GlobalFoundries has made a major strategy shift announcement. The contract maker of semiconductors says it is ceasing development of bleeding edge manufacturing technologies and stop all work on its 7LP (7 nm) fabrication processes, which will not be used for any client. From a report: Instead, the company will focus on specialized process technologies for clients in emerging high-growth markets. These technologies will initially be based on the company's 14LPP/12LP platform and will include RF, embedded memory, and low power features. Because of the strategy shift, GF will cut 5% of its staff as well as renegotiate its WSA and IP-related deals with AMD and IBM.
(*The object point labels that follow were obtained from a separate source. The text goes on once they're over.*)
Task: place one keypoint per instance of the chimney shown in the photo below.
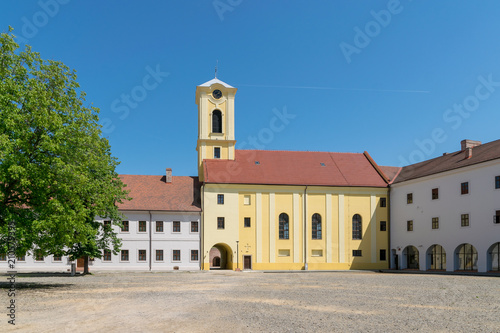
(469, 144)
(168, 179)
(468, 153)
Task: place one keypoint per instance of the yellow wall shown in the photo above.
(261, 240)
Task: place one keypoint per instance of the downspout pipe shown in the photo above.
(389, 249)
(202, 229)
(150, 240)
(305, 228)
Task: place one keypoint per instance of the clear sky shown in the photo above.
(404, 80)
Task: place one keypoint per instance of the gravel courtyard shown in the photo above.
(226, 301)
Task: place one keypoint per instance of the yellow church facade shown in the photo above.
(285, 210)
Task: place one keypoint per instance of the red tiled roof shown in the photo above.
(152, 193)
(294, 168)
(483, 153)
(390, 172)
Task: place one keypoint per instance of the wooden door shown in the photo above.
(247, 262)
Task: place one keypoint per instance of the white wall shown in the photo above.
(481, 203)
(133, 240)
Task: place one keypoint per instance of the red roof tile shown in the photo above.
(390, 172)
(483, 153)
(152, 193)
(294, 168)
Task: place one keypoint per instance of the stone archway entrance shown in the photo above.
(221, 256)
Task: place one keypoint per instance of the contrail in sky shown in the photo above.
(333, 88)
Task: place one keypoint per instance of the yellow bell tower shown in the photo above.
(215, 100)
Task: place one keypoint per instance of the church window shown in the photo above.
(316, 226)
(216, 121)
(283, 226)
(216, 152)
(220, 199)
(356, 226)
(220, 223)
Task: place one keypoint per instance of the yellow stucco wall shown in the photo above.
(261, 241)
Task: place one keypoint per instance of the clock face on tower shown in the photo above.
(217, 94)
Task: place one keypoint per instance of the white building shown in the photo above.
(445, 212)
(161, 231)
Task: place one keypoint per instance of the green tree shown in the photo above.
(56, 170)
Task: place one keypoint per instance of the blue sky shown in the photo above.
(404, 80)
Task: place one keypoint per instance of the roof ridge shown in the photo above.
(299, 151)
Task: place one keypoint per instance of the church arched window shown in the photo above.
(216, 121)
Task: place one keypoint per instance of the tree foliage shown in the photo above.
(56, 170)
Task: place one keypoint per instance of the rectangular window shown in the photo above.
(465, 220)
(220, 223)
(39, 255)
(159, 226)
(383, 225)
(383, 256)
(176, 255)
(142, 255)
(216, 152)
(220, 199)
(383, 202)
(464, 188)
(142, 226)
(284, 253)
(107, 225)
(176, 226)
(317, 253)
(409, 198)
(125, 226)
(435, 223)
(124, 255)
(409, 225)
(435, 193)
(106, 255)
(194, 255)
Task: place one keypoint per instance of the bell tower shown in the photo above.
(215, 100)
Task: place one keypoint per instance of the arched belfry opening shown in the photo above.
(221, 256)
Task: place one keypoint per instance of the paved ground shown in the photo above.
(227, 301)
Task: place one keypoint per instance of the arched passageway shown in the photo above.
(410, 258)
(221, 256)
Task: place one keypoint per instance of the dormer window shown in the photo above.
(216, 121)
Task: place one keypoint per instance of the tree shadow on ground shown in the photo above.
(34, 285)
(46, 274)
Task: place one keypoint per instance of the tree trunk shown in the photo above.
(86, 265)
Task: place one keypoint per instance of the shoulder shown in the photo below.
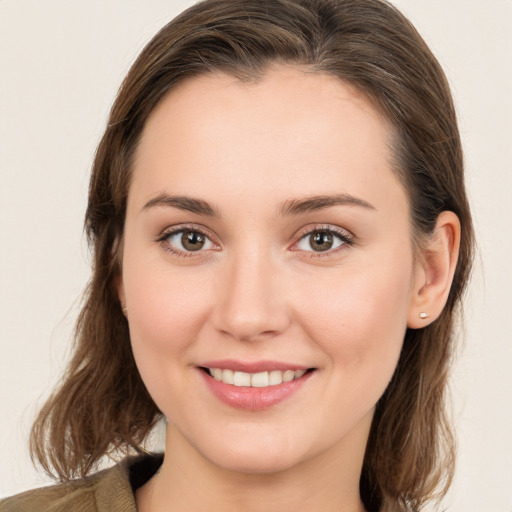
(110, 490)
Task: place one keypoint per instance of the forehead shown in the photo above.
(292, 132)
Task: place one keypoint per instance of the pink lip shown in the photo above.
(252, 367)
(253, 399)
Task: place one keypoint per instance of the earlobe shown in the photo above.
(435, 273)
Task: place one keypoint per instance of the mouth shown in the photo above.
(254, 390)
(254, 380)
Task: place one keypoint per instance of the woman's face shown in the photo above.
(266, 234)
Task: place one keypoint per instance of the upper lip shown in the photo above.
(252, 366)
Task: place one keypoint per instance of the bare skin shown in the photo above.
(329, 285)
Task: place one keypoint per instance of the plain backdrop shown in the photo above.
(61, 62)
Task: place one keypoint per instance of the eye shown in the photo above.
(186, 240)
(323, 240)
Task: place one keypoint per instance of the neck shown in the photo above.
(188, 482)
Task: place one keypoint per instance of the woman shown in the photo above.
(281, 240)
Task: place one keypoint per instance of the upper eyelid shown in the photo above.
(299, 235)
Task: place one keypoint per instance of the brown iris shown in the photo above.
(192, 240)
(321, 240)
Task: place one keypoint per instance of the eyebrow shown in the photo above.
(315, 203)
(290, 207)
(186, 203)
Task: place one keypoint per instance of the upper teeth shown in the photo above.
(255, 380)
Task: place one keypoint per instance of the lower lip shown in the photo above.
(253, 399)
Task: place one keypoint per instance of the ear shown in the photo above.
(434, 272)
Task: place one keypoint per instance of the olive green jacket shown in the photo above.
(111, 490)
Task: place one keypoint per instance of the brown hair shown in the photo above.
(102, 406)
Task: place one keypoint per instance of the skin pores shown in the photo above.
(326, 287)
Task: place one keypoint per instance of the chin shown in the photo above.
(265, 456)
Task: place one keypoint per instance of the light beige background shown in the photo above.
(61, 62)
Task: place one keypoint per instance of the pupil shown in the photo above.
(192, 240)
(321, 241)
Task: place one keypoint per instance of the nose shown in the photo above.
(251, 298)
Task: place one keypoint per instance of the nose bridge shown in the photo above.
(249, 303)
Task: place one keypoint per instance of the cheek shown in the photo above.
(165, 311)
(360, 319)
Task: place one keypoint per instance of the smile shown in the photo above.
(254, 389)
(255, 380)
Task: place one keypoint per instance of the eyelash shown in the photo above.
(346, 238)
GlobalFoundries was on track to tape out its clients' first chips made using its 7 nm process technology in the fourth quarter of this year, but "a few weeks ago" the company decided to take a drastic strategical turn, says Gary Patton. The CTO stressed that the decision was made not based on technical issues that the company faced, but on a careful consideration of business opportunities the company had with its 7LP platform as well as financial concerns.
On the heels of this announcement, AMD said today that it will move all of its 7nm production on both CPUs and GPUs to TSMC.

2 of 114 comments (clear)

  1. Did Moore's law just end? by sbaker · · Score: 5, Insightful

    Did Moore's law just end? Intel said they thought it had...maybe this is confirmation.

    --
    www.sjbaker.org
    1. Re:Did Moore's law just end? by AbRASiON · · Score: 5, Informative

      Firstly, their definition of "7nm" is actually, about the same as Intel 10nm, it's stupid marketing lies and speak.

      Secondly, Intel themselves are stuggling like total crazy to achieve 10nm reliably.

      So, to answer your question, yeah, I think Moores Law is very very close to dead if not dead. Just go look up benchmarks for processors designed 5 years ago, they're still viable now.

      If you compare frequency, IPC, core count, relatively, you'll see the amount of progress we've had in the past 5 years is, atrociously bad, very, very bad.
      This is why mom / pop PCs built even up to 7 years ago, just need 2 more sticks of ram, the dust blown out and an SSD with a Windows re-install, they'll be fine for another 5.

      It's over, no more bleeding edge, insane fast PCs. Just very very small burps forward.